In the light of the views expressed in items “ (c) ” and “ (d) ” aforesaid, it is not necessary to determine whether those portions of the petition and order of the 1924 proceeding for leave to sell the aforesaid premises were or are res judicata with respect to the present claim of fee ownership made by the executrix of the estate of Edward Livingston Center. In fact, the said views expressed in said items “ (c) ” and “ (d) ” are in accord with the above-mentioned statement made in 1924 by Edward Livingston Center who, in presenting his petition for leave to sell the former home of Elizabeth Mary Ludlow did therein describe himself to be the life tenant of the premises which were the subject of said paragraph “ third ” of the will of Elizabeth Mary Ludlow, and of which premises his father had been the first life tenant.
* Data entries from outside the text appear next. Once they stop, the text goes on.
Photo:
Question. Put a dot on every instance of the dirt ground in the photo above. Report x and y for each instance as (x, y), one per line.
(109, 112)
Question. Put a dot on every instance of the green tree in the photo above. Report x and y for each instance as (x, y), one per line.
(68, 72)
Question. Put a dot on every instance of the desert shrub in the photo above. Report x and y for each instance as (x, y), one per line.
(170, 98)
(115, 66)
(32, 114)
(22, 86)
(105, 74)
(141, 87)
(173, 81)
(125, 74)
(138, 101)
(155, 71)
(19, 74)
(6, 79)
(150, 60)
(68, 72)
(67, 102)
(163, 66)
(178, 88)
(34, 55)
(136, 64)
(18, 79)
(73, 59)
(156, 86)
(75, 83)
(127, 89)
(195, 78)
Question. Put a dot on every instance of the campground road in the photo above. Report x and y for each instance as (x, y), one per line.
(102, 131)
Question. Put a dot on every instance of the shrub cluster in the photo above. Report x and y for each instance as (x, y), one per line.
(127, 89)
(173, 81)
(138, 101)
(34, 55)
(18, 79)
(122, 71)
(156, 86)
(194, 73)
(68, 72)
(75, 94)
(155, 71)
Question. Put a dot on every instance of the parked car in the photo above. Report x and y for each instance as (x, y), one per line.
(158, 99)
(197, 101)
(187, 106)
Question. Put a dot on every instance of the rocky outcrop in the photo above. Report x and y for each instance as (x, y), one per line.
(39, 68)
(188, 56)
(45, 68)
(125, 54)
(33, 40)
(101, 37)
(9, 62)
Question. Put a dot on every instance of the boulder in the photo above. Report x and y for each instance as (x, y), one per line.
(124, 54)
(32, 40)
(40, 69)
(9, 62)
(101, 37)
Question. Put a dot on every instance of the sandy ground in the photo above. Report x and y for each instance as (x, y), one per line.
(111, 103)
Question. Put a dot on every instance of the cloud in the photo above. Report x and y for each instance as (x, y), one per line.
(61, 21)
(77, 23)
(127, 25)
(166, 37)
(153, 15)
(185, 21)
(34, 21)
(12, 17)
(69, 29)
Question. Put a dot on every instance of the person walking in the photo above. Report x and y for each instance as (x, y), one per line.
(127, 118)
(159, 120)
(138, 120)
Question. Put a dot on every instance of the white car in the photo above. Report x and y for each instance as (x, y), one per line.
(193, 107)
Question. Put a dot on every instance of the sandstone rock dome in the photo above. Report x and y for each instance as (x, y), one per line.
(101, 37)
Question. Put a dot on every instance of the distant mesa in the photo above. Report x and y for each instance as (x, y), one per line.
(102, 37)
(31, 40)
It appears that when Edward Livingston Center died, a resident of New York County, on or about January 29, 1957, he left surviving him one child, an adult daughter, Susan Center Brown of New Orleans, La. This court therefore holds that she is entitled to receive the undistributed principal remaining on hand in and under the subject trust and that said principal should be paid over to her by the trustee herein.

Turning now to the matter of the trustee’s final account herein, it may be observed that no objections have been made or filed with respect to the same. Said final account has been examined and having been found to be proper and correct, the said final account is settled and approved, as filed and as corrected or amended by the affidavit of Harry R. Marshall, sworn to on March 19,1958. The trustee is allowed the principal and income commissions as computed and set forth on schedules “ F ” and “ K ”, respectively, of the account. An allowance to the attorney for the trustee will be fixed in the order to be entered hereon; said attorney should submit an affidavit of his services and *1068should state the reasonable amount of the fee he seeks. Copies of said affidavit together with copies of the order to be entered hereon with notice of settlement of said order should he served upon the attorney for the executrix of the estate of Edward Livingston Center and upon Susan Center Brown.